B. those soldiers are fucking cucks for not dogpiling the wolf. they probably had knives for fucks sake. the wolf was totally vulnerable to any of those soldiers while fucking around with the lady.

(and imagine if the other wolves had jumped in and the soldiers all had to fight as a squad vs wolfpack. imagine THAT fucking footage. it would be fucking glorious. if the soldiers had knives they'd win, even without them, the wolves wouldn't commit to a fight to the death.

yes, but, do the gorillas have a technical mastery of grappling? i don't think so. they need technique. they need discipline and drilling. also, we really don't know how effect a gorilla punch would be until we've trained them to punch. for all we know a silverback could KO a bear with a right hook.

more research is necessary. there is woefully little funding for this subject in academia.

the technology exists to command a gorilla through brain implants, and they could be made to wear armor or wield swords/axes.

my sides

>the technology exists to command a gorilla through brain implants, and they could be made to wear armor or wield swords/axes.

Imagine if the army bred gorillas for war. Gave them implants that let soldiers control them. The soldier would enter a VR environment, and assume control of the Gorilla avatar, which is equipped with armor and weaponry.

I only mentioned weed because Joe became overly defensive when Crowder said something negative about using it.

A gorillion.

;^P

>watch 2 1/2-3 hours of Joe Rogan every day
Naw, man. Maybe that much during a week. I have it playing while I do other shit.
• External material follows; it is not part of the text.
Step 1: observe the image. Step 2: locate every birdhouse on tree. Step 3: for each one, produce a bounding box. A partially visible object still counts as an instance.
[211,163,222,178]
a gorilla could effectively wield a minigun with a ammo backpack, even while wearing heavy AR500-G plate armor.

thats my fetish ;^)

I would be apoplectic with terror if I came face to face with a silverback gorilla. If then at that moment he stood up on two legs I wouldn't remain conscious.

>from the bears perspective a gorilla isn't quite as scary
nigger you can scare off a bear by putting your hands up and yelling

Anyone else feel the guy was totalling owning Joe in this podcast?

Like its Joe who is the guest? Apex alpha beat down on Joe

>yes, but, do the gorillas have a technical mastery of grappling? i don't think so. they need technique. they need discipline and drilling. also, we really don't know how effect a gorilla punch would be until we've trained them to punch. for all we know a silverback could KO a bear with a right hook.

This right here my man. Just imagine a silverback with the technique and agility of Mike Tyson, in a silverback frame. He would knock the bear out cold. Even with body shots he would TKO the bear.